A votação aconteceu em 27 de maio de 2026.
O texto estabelece uma jornada máxima de 40 horas semanais distribuídas em cinco dias de trabalho.
Além disso, a proposta garante dois dias de descanso por semana.
Outro ponto importante determina que a redução da carga horária aconteça sem diminuição dos salários.
A aprovação aconteceu com ampla maioria. No primeiro turno, a proposta recebeu 472 votos favoráveis e 22 contrários. No segundo, foram 461 votos a favor e 19 contra.
Redução da jornada de trabalho acontecerá gradualmente
Caso a mudança seja aprovada definitivamente, a jornada de trabalho não cairá de 44 para 40 horas imediatamente.
O texto cria um período de transição.
Primeiro, o limite cairá para 42 horas semanais. Nesse momento, os trabalhadores também passarão a ter direito aos dois dias de descanso.

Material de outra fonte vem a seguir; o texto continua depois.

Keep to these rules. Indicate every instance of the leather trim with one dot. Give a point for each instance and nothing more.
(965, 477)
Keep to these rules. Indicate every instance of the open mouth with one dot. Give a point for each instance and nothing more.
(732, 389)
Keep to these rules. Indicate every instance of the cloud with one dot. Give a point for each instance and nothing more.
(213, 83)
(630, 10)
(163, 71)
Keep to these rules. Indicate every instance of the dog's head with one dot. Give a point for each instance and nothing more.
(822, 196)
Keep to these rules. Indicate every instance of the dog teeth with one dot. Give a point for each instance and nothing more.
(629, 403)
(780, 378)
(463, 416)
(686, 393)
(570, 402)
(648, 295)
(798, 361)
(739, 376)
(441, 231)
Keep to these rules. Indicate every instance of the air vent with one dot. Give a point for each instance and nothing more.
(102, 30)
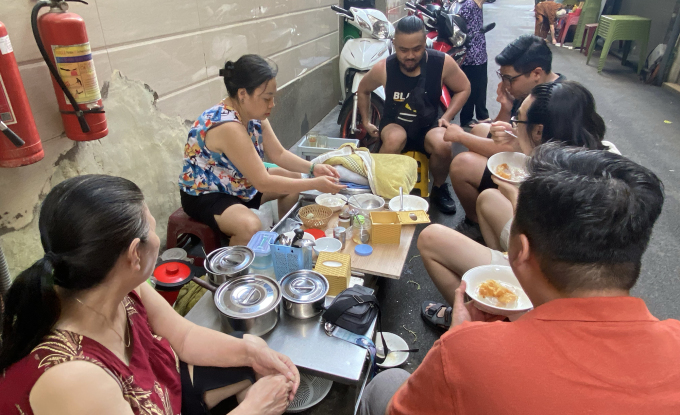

Posteriormente, a jornada chegará às 40 horas semanais.
Pelo texto aprovado pela Câmara, a transição completa acontecerá em até 14 meses depois da promulgação da emenda constitucional.
Fim da escala 6×1 ainda depende do Senado
Apesar da aprovação na Câmara, a escala 6×1 ainda não acabou oficialmente no Brasil.
A proposta seguiu para o Senado e ainda precisa passar por novas etapas antes de mudar a Constituição.
Atualmente, o texto está na Comissão de Constituição, Justiça e Cidadania do Senado. O senador Omar Aziz assumiu a relatoria da proposta.
Depois da análise da comissão, o texto precisa chegar ao Plenário.
Como se trata de uma PEC, a proposta precisa receber o apoio de pelo menos três quintos dos senadores. Isso significa um mínimo de 49 votos favoráveis.
Além disso, o Senado precisa aprovar a mudança em dois turnos.
Se os senadores mantiverem integralmente o texto aprovado pelos deputados, o Congresso poderá promulgar a emenda.
Nesse caso, não existe sanção ou veto do presidente da República.
Por outro lado, caso o Senado faça mudanças relevantes, a proposta precisará retornar à Câmara.
Portanto, nenhuma empresa está atualmente obrigada por uma nova lei nacional a abandonar a escala 6×1. Mesmo assim, gigantes dos supermercados e farmácias decidiram se antecipar e já começaram a colocar a escala 5×2 em prática para trabalhadores.